Ofgem tells Energy Suppliers pay £30 per late switch
Ofgem has given itself new powers to keep suppliers in line by introducing automatic compensation for customers if their switch to a new energy supplier doesn’t go smoothly. Read on for the details from Selectra.
What has Ofgem promised for British energy customers?
While the switching process has never been easier, with a record 6.4 million customers changing supplier in 2019, difficulties can occasionally happen and some energy providers make more mistakes than others, impacting customer confidence in the energy industry.
To put pressure on companies to get it right the first time, every time and increase historically low consumer confidence Ofgem has decided that consumers will automatically be paid £30 in compensation if their switch is affected by mistakes or delays from the 1st of May.
Under the new changes, customers are now given a payment of £30 automatically when they are switched by mistake, no matter how quickly they are switched back to their old supplier.
Customers who have to wait more than 15 working days to be switched will also receive a payment of £30 from their new provider.
Another protection introduced by Ofgem in May also guarantees a £30 payment for switchers still waiting on a final bill from their previous company after six weeks.
What previous protections did Ofgem bring in?
The energy regulator’s new policies are phase two of a scheme rolled out in May last year when automatic compensation was introduced for customers who are wrongly switched to another supplier.
Bill-payers were given the right to receive a minimum of £30 and a maximum of £120 if they are not reconnected to the right supplier quickly enough.
Phase one of the scheme also gave consumers the right to a £30 payment if their old supplier is late in refunding their credit balance.

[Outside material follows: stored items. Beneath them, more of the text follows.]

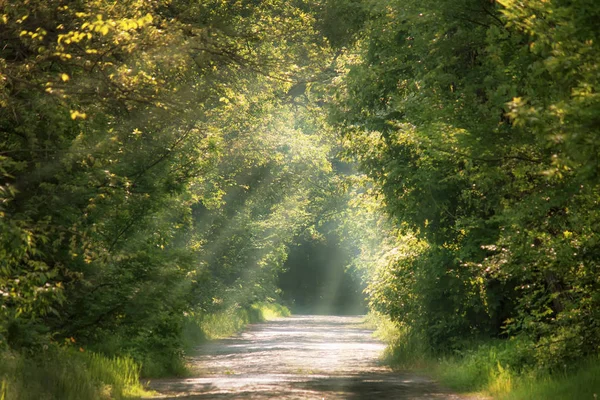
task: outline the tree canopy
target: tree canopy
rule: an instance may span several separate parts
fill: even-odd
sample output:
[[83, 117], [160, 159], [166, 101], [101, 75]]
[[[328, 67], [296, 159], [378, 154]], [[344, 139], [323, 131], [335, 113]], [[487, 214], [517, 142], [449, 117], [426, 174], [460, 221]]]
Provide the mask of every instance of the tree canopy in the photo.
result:
[[187, 315], [289, 299], [331, 246], [433, 352], [597, 354], [599, 17], [0, 2], [0, 350], [75, 338], [168, 364]]
[[525, 335], [546, 365], [598, 350], [598, 12], [387, 1], [340, 58], [333, 121], [420, 243], [372, 302], [436, 349]]

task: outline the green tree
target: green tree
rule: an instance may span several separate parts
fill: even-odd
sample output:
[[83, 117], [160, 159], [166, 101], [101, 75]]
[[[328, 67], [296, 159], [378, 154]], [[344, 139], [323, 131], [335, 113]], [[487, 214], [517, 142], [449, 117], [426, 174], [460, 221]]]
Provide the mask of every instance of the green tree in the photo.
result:
[[597, 351], [598, 6], [371, 5], [330, 115], [427, 243], [385, 267], [376, 307], [437, 349], [523, 333], [545, 365]]
[[[314, 19], [221, 1], [33, 1], [0, 15], [0, 340], [75, 336], [168, 367], [184, 312], [245, 270], [256, 277], [239, 301], [275, 290], [262, 281], [308, 212], [298, 172], [327, 168], [318, 146], [302, 154], [290, 111], [273, 114], [329, 57]], [[245, 182], [261, 173], [272, 183]], [[220, 221], [208, 231], [202, 207]], [[228, 222], [239, 233], [210, 232]]]

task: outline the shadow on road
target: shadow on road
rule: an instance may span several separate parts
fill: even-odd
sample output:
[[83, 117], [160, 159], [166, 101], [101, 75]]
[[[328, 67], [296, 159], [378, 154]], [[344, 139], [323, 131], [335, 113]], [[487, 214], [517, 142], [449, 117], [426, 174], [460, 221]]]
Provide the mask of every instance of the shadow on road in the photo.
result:
[[283, 380], [271, 384], [249, 383], [240, 390], [223, 390], [205, 384], [189, 385], [187, 389], [189, 391], [163, 399], [459, 399], [440, 390], [430, 380], [390, 373], [302, 377], [297, 381]]
[[430, 379], [381, 366], [384, 345], [362, 317], [294, 316], [198, 348], [197, 378], [149, 388], [167, 400], [456, 399]]

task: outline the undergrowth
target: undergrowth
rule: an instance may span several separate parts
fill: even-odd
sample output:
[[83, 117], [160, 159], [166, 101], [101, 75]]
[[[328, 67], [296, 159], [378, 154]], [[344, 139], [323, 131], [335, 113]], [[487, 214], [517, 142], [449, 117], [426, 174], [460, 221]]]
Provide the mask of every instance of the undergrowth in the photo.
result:
[[[290, 311], [273, 303], [256, 303], [216, 314], [188, 315], [182, 336], [189, 348], [211, 339], [231, 336], [249, 323], [288, 316]], [[118, 340], [118, 338], [116, 339]], [[111, 346], [104, 346], [110, 348]], [[98, 346], [102, 348], [102, 346]], [[159, 359], [141, 363], [129, 356], [107, 357], [74, 347], [47, 347], [40, 354], [24, 355], [0, 350], [0, 400], [126, 400], [149, 395], [140, 384], [145, 377], [173, 373]], [[182, 359], [178, 375], [185, 375]], [[165, 359], [164, 362], [173, 362]], [[156, 364], [156, 365], [155, 365]]]
[[147, 394], [139, 383], [140, 366], [129, 357], [59, 347], [30, 356], [4, 351], [0, 357], [0, 400], [132, 399]]
[[535, 365], [525, 340], [485, 340], [445, 354], [434, 354], [419, 335], [384, 316], [370, 314], [367, 324], [388, 344], [384, 361], [394, 369], [433, 375], [458, 392], [478, 392], [498, 400], [597, 400], [600, 357], [560, 371]]
[[287, 317], [290, 310], [275, 303], [255, 303], [250, 307], [232, 307], [215, 314], [190, 314], [184, 326], [188, 349], [206, 340], [221, 339], [240, 332], [248, 324]]

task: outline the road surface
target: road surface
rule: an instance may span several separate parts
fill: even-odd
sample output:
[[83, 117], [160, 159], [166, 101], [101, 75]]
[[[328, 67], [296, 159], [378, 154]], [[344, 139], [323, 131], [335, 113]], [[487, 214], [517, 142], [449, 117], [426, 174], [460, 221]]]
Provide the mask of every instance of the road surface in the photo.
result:
[[252, 325], [199, 347], [190, 360], [197, 378], [150, 388], [177, 400], [462, 399], [427, 377], [380, 365], [385, 345], [362, 319], [304, 315]]

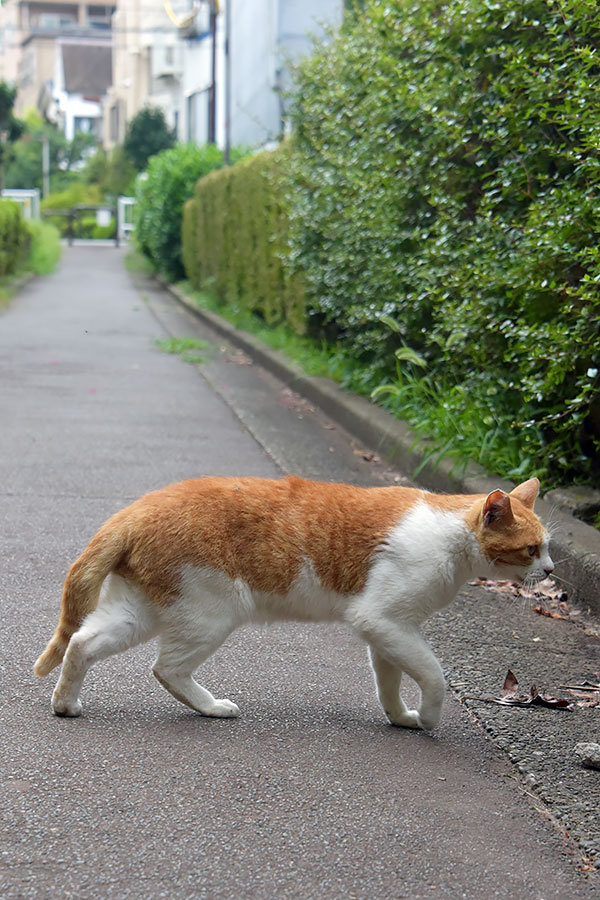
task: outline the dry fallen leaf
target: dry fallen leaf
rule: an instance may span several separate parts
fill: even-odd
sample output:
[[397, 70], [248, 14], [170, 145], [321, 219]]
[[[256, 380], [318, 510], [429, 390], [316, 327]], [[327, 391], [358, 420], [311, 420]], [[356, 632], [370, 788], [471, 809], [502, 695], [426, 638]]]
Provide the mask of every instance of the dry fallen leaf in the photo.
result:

The changes implemented last year have already seen customers receive more than £700,000 in compensation payments. Almost three-quarters of these payments have been made in the case of late credit balance refunds, while mistaken switches account for 27% of compensated cases.
Why has Ofgem introduced these new consumer protections?
The energy watchdog said the new requirements would “serve as a wake-up call” for energy suppliers to avoid causing problems for customers by making sure the switch is done correctly from the start.
Mary Starks, executive director for consumers and markets at Ofgem, said that while more customers were switching than ever “a minority” may encounter difficulties with the process.
“As part of our commitment to protecting consumers and enabling competition, we are introducing these new standards to give customers further peace of mind, and to challenge suppliers to get it right first time,” she said.
“Going forward, we will continue working with suppliers and consumer groups to deliver our programme for faster and more reliable switching and ensure these arrangements are fit for the future”
Ofgem seems to have their eye firmly on the ball when it comes to making the switching experience as painless as possible.